A maximum intensity projection of the slices defined by the user was used to start. A background image was generated with a disk smoothing filter over this image based on the minimum cell size. The background image was then subtracted from the maximum projected image. This image was then combined with processed DAPI image corresponding to the low estimate of nuclear area (dapi_label) using morphological reconstruction and cells were segmented with a watershed algorithm. After image segmentation, segmented elements that were too small or large elements were removed. Cells too close to the borders were also removed.

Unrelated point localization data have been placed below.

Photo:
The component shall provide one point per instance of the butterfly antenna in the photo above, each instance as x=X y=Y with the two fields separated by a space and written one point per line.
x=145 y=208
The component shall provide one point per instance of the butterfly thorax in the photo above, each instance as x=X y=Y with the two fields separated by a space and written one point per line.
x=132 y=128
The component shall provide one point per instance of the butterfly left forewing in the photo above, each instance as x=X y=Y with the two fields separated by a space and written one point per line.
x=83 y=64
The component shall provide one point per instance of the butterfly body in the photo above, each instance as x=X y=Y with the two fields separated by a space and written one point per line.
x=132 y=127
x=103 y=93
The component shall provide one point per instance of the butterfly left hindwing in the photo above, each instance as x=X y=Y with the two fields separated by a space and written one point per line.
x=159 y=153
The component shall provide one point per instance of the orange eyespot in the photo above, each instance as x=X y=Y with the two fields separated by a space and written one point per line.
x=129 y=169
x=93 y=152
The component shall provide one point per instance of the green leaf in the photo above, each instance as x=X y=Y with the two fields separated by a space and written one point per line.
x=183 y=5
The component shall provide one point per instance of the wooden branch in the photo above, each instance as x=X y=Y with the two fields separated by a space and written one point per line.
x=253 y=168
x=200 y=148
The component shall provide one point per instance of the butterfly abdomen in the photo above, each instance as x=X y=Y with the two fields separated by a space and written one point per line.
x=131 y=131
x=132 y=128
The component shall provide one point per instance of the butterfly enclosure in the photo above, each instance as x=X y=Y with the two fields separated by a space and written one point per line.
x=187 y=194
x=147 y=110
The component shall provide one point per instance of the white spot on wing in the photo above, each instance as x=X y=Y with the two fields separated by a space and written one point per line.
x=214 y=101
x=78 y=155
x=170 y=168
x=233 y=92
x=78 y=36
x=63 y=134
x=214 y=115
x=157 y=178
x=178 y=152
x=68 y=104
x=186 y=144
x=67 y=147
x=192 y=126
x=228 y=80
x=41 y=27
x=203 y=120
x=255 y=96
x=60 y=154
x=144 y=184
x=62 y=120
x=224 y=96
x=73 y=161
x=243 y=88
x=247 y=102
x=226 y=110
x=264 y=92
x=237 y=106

Quantification of Precision, Sensitivity, and Accuracy

To quantify sensitivity and precision, images from the DAPI and transmitted light channels as well as the segmented nuclei and cells were loaded and displayed in one overlaid image. For each cell line, 3–4 images were collected from each of 3 biological replicas. For every image in one biological replica, three experts in the lab manually scored the segmentation quality as described below. The average and standard deviation of the F-scores from the three experts were then computed. In addition, one expert in the lab manually scored the segmentation quality for all three biological replicas, and the average and standard deviation were calculated from the replicas. Experts in our lab labeled each image for false positives and false negatives for both the nuclear and cellular segmentation. A false negative was defined as a lack of segmentation for an object. A false positive was defined as a segmented object with greater than 20 percent error in its area (positive or negative). For instances where two objects were determined as one object, one false positive and one false negative was counted. Objects on the edge of the image were not counted. True positives (TP) were calculated by subtracting the number of false positives from the number of segmented objects determined by the program. Sensitivity was calculated by dividing the number of true positives by the number of false negatives (FN) plus true positives: TP/(FN + TP). Precision was calculated by dividing the number of true positives by the number of false positives (FP) plus true positives: TP/(FP + TP). The accuracy was calculated as the F1-score which is the harmonic average of the precision and sensitivity: 2(Precision × Sensitivity)/(Precision + Sensitivity).